Opoloje subsequently began posting videos on social media in which she discussed corruption, most notably on X. She created WeThePeople, a community group that aimed to inform young Ugandans of their civil rights, as well as about non-violent resistance.

On 23 July 2024, Opoloje organised the March on Parliament, an anti-corruption protest that called for the resignation of Anita Among, the Speaker of the Parliament of Uganda, due to allegations of corruption and misuse of public funds. Planned to march through central Kampala to the Ugandan parliament, protesters were quickly stopped and arrested by police. Opoloje was detained until early August at Luzira Maximum Security Prison; during this time, she reported being sexually and physically assaulted by police officers.

Shortly after Opoloje's release from prison, a landslide occurred at the Kiteezi Landfill, causing 35 deaths and destroying hundreds of homes. Inspired by traditional African cursing ceremonies, Opoloje and two other activists decided to organise the Nude Protest to Parliament, during which they would march naked except for a covering over their genitals, with "no corruption" painted on their bodies. The protest was held on 2 September 2024; Opoloje and her two fellow marches were quickly arrested and detained at Luzira for 10 days before being granted bail by Buganda Road Magistrates Court.

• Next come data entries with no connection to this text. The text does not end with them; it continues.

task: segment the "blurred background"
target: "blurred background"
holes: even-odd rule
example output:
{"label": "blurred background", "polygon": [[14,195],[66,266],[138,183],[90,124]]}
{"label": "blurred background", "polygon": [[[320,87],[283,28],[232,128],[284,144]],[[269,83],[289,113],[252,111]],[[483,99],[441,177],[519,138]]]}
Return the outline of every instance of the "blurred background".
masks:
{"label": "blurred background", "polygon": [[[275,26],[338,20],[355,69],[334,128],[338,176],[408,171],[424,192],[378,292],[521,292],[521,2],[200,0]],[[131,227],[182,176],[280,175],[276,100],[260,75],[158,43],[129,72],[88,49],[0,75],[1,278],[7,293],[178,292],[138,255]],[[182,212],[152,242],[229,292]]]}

Opoloje has since arranged other marches, including the March to the Supreme Court to protest the use of court-martials to trial civilians, primarily political dissidents and human rights activists. As of 2025, Opoloje has been arrested and detained three times, and has three separate ongoing court proceedings against her. Critics of Opoloje have accused her of "misusing" the female body, "attention-seeking" and of being funded by "foreign countries", as was alleged by the President of Uganda, Yoweri Museveni.

== Recognition ==
Opoloje won the 2025 EU Human Rights Defenders' Award in recognition of "her courageous activism for civil liberties, accountability, social justice and anti-corruption in Uganda". That same year, she was a finalist for the Martin Ennals Award for Human Rights Defenders, ultimately placing as runner-up to Brazilian activist Ana Paula Gomes de Oliveira.